Answer: No. But it comes close.
Disney’s original “Poppins” is one of — if not the — greatest family films of all time. Everything about it works, from the performances to the writing, the execution, and especially the Sherman Brothers’ astounding score of instantly hummable songs.
So when director Rob Marshall (“Chicago,” “Into the Woods,” “Nine”) took on this sequel, he had a lot to live up to.
Mostly he succeeds.
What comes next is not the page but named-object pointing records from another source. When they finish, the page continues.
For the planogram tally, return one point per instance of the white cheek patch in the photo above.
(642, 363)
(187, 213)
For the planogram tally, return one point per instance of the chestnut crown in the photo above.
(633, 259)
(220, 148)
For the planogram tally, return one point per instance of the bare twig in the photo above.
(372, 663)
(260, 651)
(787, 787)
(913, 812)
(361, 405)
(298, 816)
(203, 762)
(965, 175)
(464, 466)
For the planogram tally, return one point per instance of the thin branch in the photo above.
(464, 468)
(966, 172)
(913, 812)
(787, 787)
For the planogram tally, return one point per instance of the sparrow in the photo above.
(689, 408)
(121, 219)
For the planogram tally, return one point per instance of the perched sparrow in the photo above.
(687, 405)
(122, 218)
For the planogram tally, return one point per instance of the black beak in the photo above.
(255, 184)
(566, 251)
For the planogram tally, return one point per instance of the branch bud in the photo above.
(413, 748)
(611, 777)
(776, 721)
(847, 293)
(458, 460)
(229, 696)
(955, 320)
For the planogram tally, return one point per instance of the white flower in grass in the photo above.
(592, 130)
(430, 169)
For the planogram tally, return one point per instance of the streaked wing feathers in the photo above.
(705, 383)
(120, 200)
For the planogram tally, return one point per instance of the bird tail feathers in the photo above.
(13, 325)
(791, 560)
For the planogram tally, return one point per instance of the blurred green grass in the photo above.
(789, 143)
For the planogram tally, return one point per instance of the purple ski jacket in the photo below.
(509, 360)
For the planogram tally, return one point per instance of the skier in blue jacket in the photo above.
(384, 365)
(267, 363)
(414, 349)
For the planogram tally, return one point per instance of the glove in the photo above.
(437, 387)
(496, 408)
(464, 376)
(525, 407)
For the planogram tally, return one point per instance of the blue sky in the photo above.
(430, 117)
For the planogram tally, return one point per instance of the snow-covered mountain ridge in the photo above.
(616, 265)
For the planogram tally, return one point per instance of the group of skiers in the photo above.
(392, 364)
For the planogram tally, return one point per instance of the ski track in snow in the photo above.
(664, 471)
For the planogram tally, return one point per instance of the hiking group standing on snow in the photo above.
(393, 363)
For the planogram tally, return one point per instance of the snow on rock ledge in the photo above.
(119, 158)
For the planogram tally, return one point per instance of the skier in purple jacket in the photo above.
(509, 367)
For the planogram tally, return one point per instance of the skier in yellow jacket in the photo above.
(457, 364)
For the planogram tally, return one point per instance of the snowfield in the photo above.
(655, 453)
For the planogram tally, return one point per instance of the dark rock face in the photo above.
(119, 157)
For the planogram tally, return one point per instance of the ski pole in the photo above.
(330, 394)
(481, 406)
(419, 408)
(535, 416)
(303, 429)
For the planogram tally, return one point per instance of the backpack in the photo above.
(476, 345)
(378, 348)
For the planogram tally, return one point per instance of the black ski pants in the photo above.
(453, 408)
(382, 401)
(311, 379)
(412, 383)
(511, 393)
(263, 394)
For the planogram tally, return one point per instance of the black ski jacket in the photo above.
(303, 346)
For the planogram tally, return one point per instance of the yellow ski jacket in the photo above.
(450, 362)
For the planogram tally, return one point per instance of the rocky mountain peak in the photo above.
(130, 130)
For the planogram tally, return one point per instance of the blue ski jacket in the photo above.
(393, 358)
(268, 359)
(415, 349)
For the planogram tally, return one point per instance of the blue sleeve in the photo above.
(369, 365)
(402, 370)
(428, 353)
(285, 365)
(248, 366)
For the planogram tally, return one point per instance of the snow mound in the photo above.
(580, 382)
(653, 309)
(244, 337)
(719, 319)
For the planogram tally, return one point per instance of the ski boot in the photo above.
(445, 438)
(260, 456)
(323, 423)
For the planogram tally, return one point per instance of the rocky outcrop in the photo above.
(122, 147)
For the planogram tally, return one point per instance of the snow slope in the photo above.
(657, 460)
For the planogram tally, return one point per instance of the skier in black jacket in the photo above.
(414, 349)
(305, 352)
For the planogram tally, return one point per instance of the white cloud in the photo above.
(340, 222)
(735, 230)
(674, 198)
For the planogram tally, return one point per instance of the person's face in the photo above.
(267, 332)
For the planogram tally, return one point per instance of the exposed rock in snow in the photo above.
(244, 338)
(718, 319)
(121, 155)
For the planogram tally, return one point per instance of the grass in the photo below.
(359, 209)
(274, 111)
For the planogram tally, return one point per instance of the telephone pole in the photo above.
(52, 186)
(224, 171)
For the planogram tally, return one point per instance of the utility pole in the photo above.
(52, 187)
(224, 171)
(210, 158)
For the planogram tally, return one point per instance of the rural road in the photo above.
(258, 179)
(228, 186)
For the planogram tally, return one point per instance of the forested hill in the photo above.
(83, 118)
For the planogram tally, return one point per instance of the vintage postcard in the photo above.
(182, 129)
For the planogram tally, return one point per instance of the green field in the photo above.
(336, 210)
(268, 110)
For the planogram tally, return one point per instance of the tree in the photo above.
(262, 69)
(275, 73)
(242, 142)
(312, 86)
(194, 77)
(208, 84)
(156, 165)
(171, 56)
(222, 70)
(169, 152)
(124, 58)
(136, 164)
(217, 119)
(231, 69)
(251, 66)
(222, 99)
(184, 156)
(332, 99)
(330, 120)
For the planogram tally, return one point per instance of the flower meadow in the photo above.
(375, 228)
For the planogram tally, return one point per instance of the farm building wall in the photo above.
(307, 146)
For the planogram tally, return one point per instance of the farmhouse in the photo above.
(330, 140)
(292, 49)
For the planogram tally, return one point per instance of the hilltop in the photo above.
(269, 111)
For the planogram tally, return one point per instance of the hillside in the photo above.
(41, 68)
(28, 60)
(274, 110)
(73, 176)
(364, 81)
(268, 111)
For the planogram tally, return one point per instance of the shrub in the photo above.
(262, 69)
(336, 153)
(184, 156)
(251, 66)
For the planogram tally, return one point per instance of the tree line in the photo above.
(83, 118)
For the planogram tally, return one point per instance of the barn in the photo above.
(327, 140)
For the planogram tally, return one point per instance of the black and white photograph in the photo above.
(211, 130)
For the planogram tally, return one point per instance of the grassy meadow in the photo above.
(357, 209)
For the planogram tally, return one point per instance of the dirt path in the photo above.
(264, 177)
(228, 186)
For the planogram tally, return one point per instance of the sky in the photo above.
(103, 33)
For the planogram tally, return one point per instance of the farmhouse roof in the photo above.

There are a few flat sequences and the new Music Hall-steeped score by Marc Shaiman and Scott Wittman, while perfectly serviceable and occasionally inspired (the moving “The Place Where Lost Things Go, for example), is never as catchy as the original.
But Emily Blunt makes for a slyly entertaining Mary, “Hamilton” star and creator Lin-Manuel Miranda makes a solid film debut, and several of the musical numbers are showstoppers. A delectable sense of childlike wonder prevails.
The plot cooked up by David Magee, John DeLuca and Marshall draws heavily from P.L. Travers’ nine “Poppins” books, and in many instances offers a sort of variation on high points from the ’65 film.
The setting has been advanced from pre World War I London to the Depression era. Michael and Jane Banks, the kids from the original, are now adults (played by Ben Whishaw and Emily Mortimer). Michael, the widowed father of three, still works at the bank where his father was employed; Jane, taking a cue from her suffragette mother, is a labor organizer.
Michael, who is hopeless with money, is about to lose the family home to foreclosure by his own employer (represented by two-faced exec Colin Firth). The family’s only hope is to find a small fortune in bank shares purchased decades earlier — but the papers have all gone missing.
Into this tense situation who should appear but Mary Poppins (Blunt), who in her own no-nonsense way organizes and entertains the incredibly adorable kids (Pixie Davies, Nathanael Saleh and Joel Dawson) with a series of fantastic adventures.
Our narrator through all this is a lamplighter, Jack (Miranda), who serves precisely the same function as did Dick Van Dyke’s chimneysweep Bert in the original. Introduced with the song “Lovely London Sky,” Jack is featured in “Trip a Little Light Fantastic” featuring a host of dancing lamplighters that mirrors the “Step in Time ” extravaganza from 1965.